But even the most ardent tweed enthusiasts, among whom I count myself, will admit the industry has been declining since a peak of production in the late 1960s of about 7 million yards per year. It was with a view toward reviving the industry that a couple of years ago a Yorkshire textiles magnate called Brian Haggas bought the largest mill and set out to relaunch Harris tweed by making thousands of tweed jackets in a palette of colors drastically reduced from about 8,000 to four.
It was a controversial move and the BBC documentarian Ian Denyer joined the story just as Haggas, saddled with thousands of unsold tweed jackets, had to take drastic action. "I arrived at a point where Haggas had told the weavers that he was halting production until he had sold some of his jackets," says Denyer.
But it was not all bad news; Haggas's plans gave an unexpected fillip to the business of two other mills, in Shawbost and Carloway, which stepped in to fill the color vacuum. In making the film, Denyer, a tweedophile himself, was struck by the genuine worldwide enthusiasm for the fabric, and it would appear that viewers were moved, too. Since then, Haggas has sold some of his jackets and been inspired to make a fifth model, aimed at a younger customer, which even goes so far as to feature a traditional polychromatic check.
Denyer thought his series was affectionate, so he was surprised at complaints from some who felt that it portrayed the island and its cloth in an overly folkloric way, viewing Harris tweed as an almost ethnographical curiosity. But it is the ethno-specific character of Harris tweed that might well ensure its survival. With its strong innate regionality, unique manufacturing process, and romantic locus, tweed plays into the modern appetite for products that have an authentic character rather than a manufactured brand identity. A low-carbon manufacturing process—the looms used by the weavers are foot-powered—only adds to the appeal.

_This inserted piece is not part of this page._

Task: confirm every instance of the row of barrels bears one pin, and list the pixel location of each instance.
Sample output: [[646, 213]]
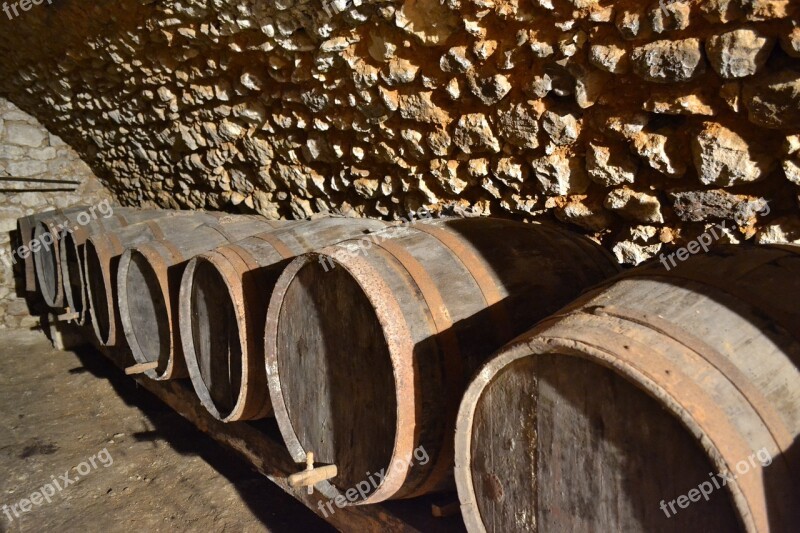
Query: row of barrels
[[375, 345]]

Like many things that have become ineffably British, tweed was largely a 19th-century invention. After the Jacobite uprising of 1745, the wearing of tartan was banned; but the later influx of affluent Victorian landowners lured north of the border by the novels of Sir Walter Scott and the joys of field sports popularized the district checks and estate tweeds that identified those who lived and worked on their acres. Hard-wearing, breathable, and executed in shades matching the landscape, tweed was the cloth from which the sportswear of the British Empire was cut.